# "Induced" arrivals in an M/M/1 queue?

I'm a newcomer to the realm of queueing theory, so please bear with me :)

I'd like to model web server traffic with a modified M/M/1 queue. In the simple case we have two parameters - $\lambda$ for the arrival rate and $\mu$ for the departure (or service) rate.

If I understand correclty, the general way to get the performance evaluation equations (average number of requests in the queue, for example) is to draw a flow diagram, and solve the equlibrium equation system, namely for the M/M/1 model:

$0 = -\lambda p_{0}$ + $\mu p_{1}$

$0 = \lambda p_{n-1} - (\lambda + \mu) p_{n} +\mu p_{n+1}$, n = 1, 2, ...

I don't know how I could extend the model the fit the real-world scenario the most.
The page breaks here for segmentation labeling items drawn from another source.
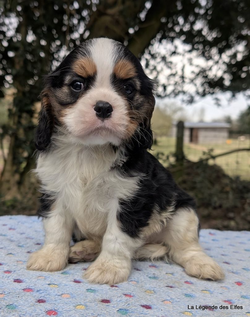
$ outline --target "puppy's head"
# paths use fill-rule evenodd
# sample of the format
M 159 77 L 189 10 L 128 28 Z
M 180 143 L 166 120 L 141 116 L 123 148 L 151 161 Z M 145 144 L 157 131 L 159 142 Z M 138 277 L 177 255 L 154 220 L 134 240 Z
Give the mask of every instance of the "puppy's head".
M 35 142 L 49 145 L 55 125 L 83 144 L 150 148 L 154 84 L 138 60 L 107 38 L 86 41 L 47 78 Z

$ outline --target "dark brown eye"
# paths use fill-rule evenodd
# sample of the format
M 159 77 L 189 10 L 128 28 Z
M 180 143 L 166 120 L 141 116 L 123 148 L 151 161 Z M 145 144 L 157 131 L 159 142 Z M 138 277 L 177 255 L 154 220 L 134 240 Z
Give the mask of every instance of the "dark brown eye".
M 83 89 L 83 84 L 80 81 L 74 81 L 71 83 L 70 86 L 74 90 L 77 91 L 82 90 Z
M 135 90 L 135 88 L 130 84 L 125 85 L 124 87 L 124 89 L 127 95 L 131 95 Z

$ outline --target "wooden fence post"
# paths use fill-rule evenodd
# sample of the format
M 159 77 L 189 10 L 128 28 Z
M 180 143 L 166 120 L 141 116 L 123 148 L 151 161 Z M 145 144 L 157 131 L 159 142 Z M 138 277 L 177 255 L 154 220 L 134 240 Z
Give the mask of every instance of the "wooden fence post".
M 179 121 L 177 124 L 176 134 L 176 147 L 175 156 L 176 163 L 183 162 L 184 155 L 183 152 L 183 139 L 184 135 L 184 123 Z

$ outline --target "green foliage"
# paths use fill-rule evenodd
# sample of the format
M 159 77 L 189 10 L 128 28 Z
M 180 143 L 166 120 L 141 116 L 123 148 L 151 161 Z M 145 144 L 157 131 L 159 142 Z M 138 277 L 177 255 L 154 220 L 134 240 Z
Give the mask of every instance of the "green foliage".
M 179 186 L 196 197 L 203 227 L 250 230 L 250 182 L 204 162 L 186 162 L 180 168 L 172 165 L 169 169 Z
M 5 180 L 16 174 L 19 189 L 35 149 L 34 105 L 42 76 L 85 39 L 107 36 L 124 43 L 153 75 L 161 74 L 161 95 L 184 92 L 191 100 L 196 94 L 229 89 L 234 93 L 249 86 L 250 9 L 244 0 L 12 0 L 0 4 L 0 89 L 16 90 L 0 135 L 10 137 L 6 162 L 14 168 L 3 174 L 12 171 Z M 167 52 L 161 46 L 164 41 L 170 48 Z M 183 59 L 177 64 L 171 59 L 180 56 L 180 44 L 186 56 L 181 67 Z

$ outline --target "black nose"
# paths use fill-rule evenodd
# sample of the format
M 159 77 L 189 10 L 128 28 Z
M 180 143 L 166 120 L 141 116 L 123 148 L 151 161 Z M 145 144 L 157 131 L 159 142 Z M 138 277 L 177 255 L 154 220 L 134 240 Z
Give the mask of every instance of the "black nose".
M 101 119 L 106 119 L 111 116 L 113 108 L 110 103 L 100 100 L 95 104 L 94 110 L 97 117 Z

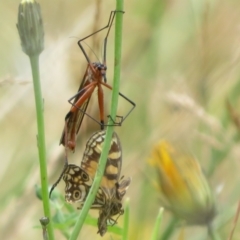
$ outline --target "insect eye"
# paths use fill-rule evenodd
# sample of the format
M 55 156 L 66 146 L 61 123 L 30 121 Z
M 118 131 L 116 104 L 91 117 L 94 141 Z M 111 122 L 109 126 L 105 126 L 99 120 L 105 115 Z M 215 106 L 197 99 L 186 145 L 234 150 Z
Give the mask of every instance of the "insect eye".
M 73 198 L 74 200 L 78 200 L 81 197 L 81 192 L 79 190 L 75 190 L 73 192 Z

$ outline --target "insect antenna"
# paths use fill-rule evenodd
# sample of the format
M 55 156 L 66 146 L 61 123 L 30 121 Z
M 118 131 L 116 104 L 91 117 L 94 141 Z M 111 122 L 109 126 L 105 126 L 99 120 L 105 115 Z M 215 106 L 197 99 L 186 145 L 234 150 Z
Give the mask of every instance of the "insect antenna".
M 63 176 L 63 174 L 65 173 L 67 167 L 68 167 L 68 162 L 67 162 L 67 160 L 65 160 L 65 164 L 64 164 L 62 173 L 60 174 L 60 176 L 59 176 L 59 178 L 57 179 L 57 181 L 56 181 L 56 182 L 52 185 L 52 187 L 51 187 L 51 190 L 50 190 L 50 192 L 49 192 L 49 198 L 51 198 L 51 194 L 52 194 L 54 188 L 55 188 L 55 187 L 58 185 L 58 183 L 61 181 L 62 176 Z

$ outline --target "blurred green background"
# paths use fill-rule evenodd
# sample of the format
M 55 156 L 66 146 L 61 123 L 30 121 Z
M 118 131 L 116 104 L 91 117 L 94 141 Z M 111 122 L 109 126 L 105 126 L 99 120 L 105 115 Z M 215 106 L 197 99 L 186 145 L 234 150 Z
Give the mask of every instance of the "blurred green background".
M 70 109 L 67 100 L 76 93 L 87 66 L 77 40 L 105 26 L 115 2 L 39 3 L 45 28 L 40 71 L 49 182 L 53 184 L 63 166 L 59 139 Z M 35 103 L 29 60 L 21 51 L 16 29 L 18 4 L 16 0 L 0 2 L 0 238 L 37 240 L 42 239 L 36 227 L 43 211 L 34 189 L 40 184 Z M 112 30 L 107 50 L 110 85 Z M 86 41 L 93 61 L 102 59 L 104 34 Z M 240 138 L 225 103 L 229 99 L 240 116 L 239 59 L 239 1 L 125 2 L 120 91 L 137 108 L 116 131 L 124 154 L 122 175 L 132 177 L 126 194 L 130 198 L 129 239 L 149 239 L 161 206 L 146 160 L 155 142 L 163 138 L 181 142 L 197 156 L 216 196 L 216 228 L 222 239 L 230 235 L 240 196 Z M 120 101 L 120 115 L 126 108 Z M 89 111 L 98 111 L 94 99 Z M 71 163 L 80 163 L 85 143 L 97 129 L 85 117 L 77 150 L 69 156 Z M 57 189 L 64 193 L 63 184 Z M 171 215 L 165 212 L 161 232 L 169 221 Z M 101 238 L 96 232 L 96 227 L 86 225 L 81 239 L 118 239 L 110 233 Z M 170 239 L 178 239 L 180 232 L 181 227 L 176 227 Z M 193 239 L 193 234 L 194 239 L 207 239 L 206 228 L 185 227 L 184 239 Z M 56 236 L 64 239 L 58 231 Z M 240 223 L 233 239 L 240 239 Z

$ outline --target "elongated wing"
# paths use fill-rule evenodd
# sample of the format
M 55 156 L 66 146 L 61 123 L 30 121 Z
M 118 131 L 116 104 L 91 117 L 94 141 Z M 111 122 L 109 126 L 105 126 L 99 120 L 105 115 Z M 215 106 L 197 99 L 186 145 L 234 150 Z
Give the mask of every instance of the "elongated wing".
M 66 183 L 66 202 L 84 202 L 93 183 L 89 175 L 80 167 L 69 164 L 62 178 Z
M 83 102 L 83 104 L 81 104 L 81 106 L 78 106 L 77 108 L 76 108 L 76 103 L 85 93 L 86 87 L 92 82 L 92 78 L 93 78 L 92 69 L 88 65 L 77 93 L 72 98 L 69 99 L 69 102 L 72 104 L 72 107 L 65 117 L 66 126 L 64 126 L 63 128 L 63 132 L 62 132 L 62 136 L 60 138 L 59 144 L 60 145 L 62 144 L 63 146 L 67 146 L 73 151 L 76 145 L 76 136 L 81 127 L 91 96 L 89 96 L 89 98 L 87 98 Z M 65 137 L 65 127 L 67 131 L 67 137 Z M 67 144 L 65 143 L 65 141 L 67 141 Z

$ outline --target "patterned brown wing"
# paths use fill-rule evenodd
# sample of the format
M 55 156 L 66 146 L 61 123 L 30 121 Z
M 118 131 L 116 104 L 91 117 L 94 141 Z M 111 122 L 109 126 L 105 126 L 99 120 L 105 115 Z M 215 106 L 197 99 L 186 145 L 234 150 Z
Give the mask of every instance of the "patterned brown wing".
M 129 185 L 131 183 L 131 178 L 121 179 L 120 182 L 116 184 L 116 194 L 115 197 L 110 201 L 107 201 L 102 209 L 99 211 L 98 218 L 98 233 L 103 236 L 107 232 L 108 225 L 115 225 L 117 219 L 120 215 L 124 213 L 122 208 L 122 198 L 124 197 Z M 117 215 L 116 219 L 113 216 Z

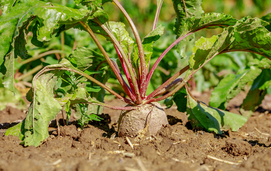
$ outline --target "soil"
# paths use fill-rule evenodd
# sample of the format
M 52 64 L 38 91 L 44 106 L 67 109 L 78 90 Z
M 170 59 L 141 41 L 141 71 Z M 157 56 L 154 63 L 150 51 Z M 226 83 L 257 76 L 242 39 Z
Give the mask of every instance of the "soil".
M 60 126 L 59 137 L 51 128 L 49 137 L 37 148 L 24 147 L 17 137 L 4 136 L 5 129 L 16 124 L 5 122 L 21 119 L 25 112 L 1 113 L 0 171 L 271 170 L 269 95 L 238 131 L 224 130 L 222 135 L 192 130 L 185 114 L 173 106 L 165 110 L 169 124 L 156 136 L 147 132 L 141 139 L 130 138 L 133 148 L 118 137 L 119 111 L 105 109 L 109 115 L 101 116 L 104 120 L 90 122 L 82 130 L 75 121 Z M 227 109 L 238 113 L 244 96 L 240 93 L 233 99 Z M 197 98 L 208 104 L 209 97 L 207 93 Z M 125 105 L 116 100 L 109 103 Z

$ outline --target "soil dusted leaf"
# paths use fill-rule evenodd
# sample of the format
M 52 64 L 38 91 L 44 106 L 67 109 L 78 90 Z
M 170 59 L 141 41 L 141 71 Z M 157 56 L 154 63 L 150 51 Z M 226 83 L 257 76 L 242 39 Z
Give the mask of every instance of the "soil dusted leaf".
M 237 131 L 247 121 L 247 117 L 208 106 L 197 101 L 187 90 L 187 92 L 186 111 L 193 127 L 200 127 L 221 134 L 221 129 Z
M 20 140 L 25 139 L 25 119 L 15 126 L 10 128 L 6 131 L 5 135 L 6 136 L 11 135 L 17 136 Z
M 74 9 L 40 1 L 17 1 L 14 4 L 14 1 L 5 1 L 4 3 L 1 1 L 2 5 L 9 7 L 7 7 L 9 12 L 5 11 L 0 17 L 0 72 L 5 75 L 4 78 L 8 78 L 3 79 L 5 87 L 13 92 L 14 64 L 12 59 L 17 55 L 23 58 L 27 56 L 25 35 L 28 32 L 26 28 L 29 22 L 37 18 L 42 25 L 37 30 L 37 40 L 48 41 L 54 31 L 60 25 L 76 23 L 89 15 L 87 10 Z M 11 3 L 13 6 L 10 7 Z M 7 57 L 9 60 L 6 56 L 9 56 Z M 3 65 L 4 62 L 5 64 Z
M 190 69 L 187 76 L 193 75 L 213 57 L 232 51 L 248 51 L 271 59 L 270 33 L 267 23 L 255 18 L 239 21 L 234 26 L 210 38 L 202 37 L 195 42 L 189 60 Z
M 109 21 L 109 23 L 114 36 L 130 58 L 135 41 L 129 36 L 129 34 L 125 30 L 125 25 L 120 22 Z
M 177 15 L 175 25 L 173 28 L 178 38 L 184 31 L 184 26 L 187 18 L 200 18 L 204 11 L 201 5 L 202 0 L 172 0 L 173 7 Z M 176 46 L 177 50 L 182 58 L 186 58 L 185 53 L 188 42 L 195 37 L 193 34 L 182 40 Z
M 97 66 L 105 60 L 104 57 L 94 50 L 85 47 L 78 48 L 72 51 L 68 59 L 71 61 L 73 58 L 77 64 L 77 68 L 80 70 L 86 68 L 94 71 Z

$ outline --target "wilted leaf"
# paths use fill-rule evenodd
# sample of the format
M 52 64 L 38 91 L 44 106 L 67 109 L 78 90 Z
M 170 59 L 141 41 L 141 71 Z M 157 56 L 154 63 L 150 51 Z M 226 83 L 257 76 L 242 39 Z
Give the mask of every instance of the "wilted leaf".
M 35 88 L 34 100 L 25 119 L 25 146 L 39 146 L 48 138 L 49 122 L 55 118 L 62 108 L 58 102 L 47 92 L 39 81 Z

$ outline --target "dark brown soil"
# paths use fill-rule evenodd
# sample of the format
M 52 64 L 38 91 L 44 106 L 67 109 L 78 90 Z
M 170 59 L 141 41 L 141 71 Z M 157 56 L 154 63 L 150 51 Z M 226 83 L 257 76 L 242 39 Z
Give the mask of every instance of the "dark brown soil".
M 118 106 L 125 105 L 114 101 Z M 268 107 L 267 103 L 262 106 Z M 117 135 L 110 139 L 116 133 L 120 112 L 107 109 L 104 112 L 109 115 L 102 117 L 106 119 L 90 123 L 92 125 L 82 130 L 74 122 L 60 127 L 58 137 L 56 128 L 52 128 L 55 131 L 37 148 L 24 147 L 17 137 L 3 136 L 2 129 L 0 170 L 271 170 L 271 114 L 265 109 L 255 112 L 238 131 L 218 135 L 189 129 L 185 114 L 173 106 L 165 110 L 170 125 L 155 136 L 147 133 L 141 140 L 130 138 L 132 144 L 139 144 L 133 148 Z M 0 130 L 11 126 L 4 125 Z

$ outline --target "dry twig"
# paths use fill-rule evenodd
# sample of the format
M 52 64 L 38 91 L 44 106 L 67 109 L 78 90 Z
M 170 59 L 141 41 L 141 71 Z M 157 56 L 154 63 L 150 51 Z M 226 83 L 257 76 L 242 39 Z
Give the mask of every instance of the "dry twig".
M 213 156 L 209 156 L 209 155 L 208 155 L 207 156 L 207 158 L 209 158 L 209 159 L 212 159 L 214 160 L 215 160 L 216 161 L 218 161 L 219 162 L 223 162 L 223 163 L 227 163 L 228 164 L 232 164 L 233 165 L 238 165 L 240 164 L 240 163 L 234 163 L 234 162 L 229 162 L 229 161 L 227 161 L 226 160 L 224 160 L 219 159 L 219 158 L 218 158 L 216 157 L 213 157 Z
M 130 141 L 130 140 L 128 138 L 128 137 L 126 137 L 125 139 L 126 139 L 126 141 L 127 141 L 127 142 L 128 142 L 129 145 L 130 145 L 130 146 L 132 148 L 134 148 L 134 146 L 133 146 L 133 144 L 132 144 L 131 142 Z

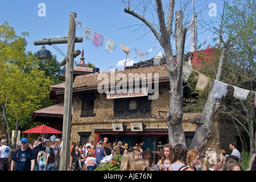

Each normal request induces a number of image requests, for example, let it be $u$ on average, and let it's service rate be $\sigma$. How can I factor these into the equations?

Just introduce extra states. The total description of a state will include the length of the queue and the stage of service for the current customer. For instance, if each initial service may result in the second stage service with probability $q$ and the departure rate for this second stage service is $\sigma$, then you'll get 2 equations corresponding to 2 possible states with queue length $n$: $\mu p_n(1)+\lambda p_n(1)-\mu p_{n+1}(1)(1-q)-\sigma p_{n+1}(2)-\lambda p_{n-1}(1)=0$ and $\sigma p_n(2)+\lambda p_n(2)-\mu p_{n+1}(1)q-\lambda p_{n-1}(2)=0$ (Just look at how you can depart from the state and put the corresponding terms with plus and then look at how you can arrive to the state and put the corresponding terms with minus. For instance, the terms in the first equation correspond to having been served at stage 1, new arrival to the queue serving a stage 1 customer, completely finishing serving a stage 1 customer in a queue with $n+1$ customers, finishing serving a stage 2 customer in that queue, and arrival of a new customer to the queue of length $n-1$ serving a stage 1 customer).